Based on the results from FST, futt, NFST, CUS and the immunohistochemical and morphological and electrophysiological data described above in "development of NMDAR antagonist d-methadone for the treatment of depression and other CNS disorders" indicating that the antidepressant and neuroplasticity effects of dextromethadone are similar to ketamine, dextromethadone and SMO are not only useful for the treatment of psychiatric disorders and symptoms, including various forms of depression, various forms of anxiety, PTSD, addictive behaviors and drug addiction, but may be prevented when administered during periods of anticipated stress or stress prior to development of psychiatric disorders or symptoms. By promoting neuroplasticity and other mechanisms, such as modulation of NMDAR, SERT, NET and BDNF, dextromethorphan and SMO taken during periods of high stress of life (experience of CNS toxicity) or when stressful events are expected, may increase resistance to development of psychiatric diseases and symptoms, and thus dextromethorphan and SMO may help prevent psychiatric diseases and symptoms, including those triggered by mental stress due to a variety of causes, including social stress, sadness, illness, loss including economic loss and loss of relative pain, stress related to marital and family, war, natural disasters, and the like. This is also supported by the results of the Brachman et al ketamine experiments (Brachman RA, McGowan JC, Perusini JN, et al, Ketamine as a functional age Stress-Induced depression-like behavor. biol Psychiatry. 2015; 79(9): 776-.
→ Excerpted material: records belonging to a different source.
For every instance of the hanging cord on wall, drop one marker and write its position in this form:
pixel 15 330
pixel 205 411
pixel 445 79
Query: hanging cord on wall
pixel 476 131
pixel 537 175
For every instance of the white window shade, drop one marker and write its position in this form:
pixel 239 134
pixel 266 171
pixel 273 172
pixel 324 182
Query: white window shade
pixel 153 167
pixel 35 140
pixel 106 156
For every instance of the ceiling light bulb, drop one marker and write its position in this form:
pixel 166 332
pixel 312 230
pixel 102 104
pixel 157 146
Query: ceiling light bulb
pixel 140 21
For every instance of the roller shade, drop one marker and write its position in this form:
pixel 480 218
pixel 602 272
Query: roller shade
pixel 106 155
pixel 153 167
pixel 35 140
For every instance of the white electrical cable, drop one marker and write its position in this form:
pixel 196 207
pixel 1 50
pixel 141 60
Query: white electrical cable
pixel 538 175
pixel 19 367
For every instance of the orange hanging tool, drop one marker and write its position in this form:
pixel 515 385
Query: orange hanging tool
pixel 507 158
Some of the disclosed compounds are optimized with the aim of obtaining clinically tolerated NMDAR antagonists which are active in the NO pathway and/or which have the potential for specific therapeutic effects on selected diseases and disorders based on different effects in selected areas of the CNS and additional CNS, because of specific PK parameters (e.g. lipid solubility of fluoro derivatives, such as DMD35, LMA9, dim 6, LPP6, NMeDMD9 and other examples of the above compounds, as well as halogen compounds, such as DAN-DMD38, DMD63, DMD41) or PD parameters (e.g. different effects and affinities for NMDAR, including potentially different effects and affinities for receptor subtypes-e.g. SMO disclosed herein, including those with additional blocking effects and additional neuroprotective effects on NMDAR, such as nitro-derivatives, e.g. nitro-DMD 1, LMA8, dii 8, NMeDMD8, including deuterated fluoro and nitro derivatives, or may produce additional effects on different receptors and transporters, including those that result in changes in neurotransmitters, e.g. serotonin and NE, opioids and DA and GABA pathways, or changes in neurotrophic factors, such as BDNF, or changes in synaptophysin, such as PD95, and thus different effects on the supercomplexes, or effects on GluR1 and NMDAR1 and consequent neuroplasticity effects.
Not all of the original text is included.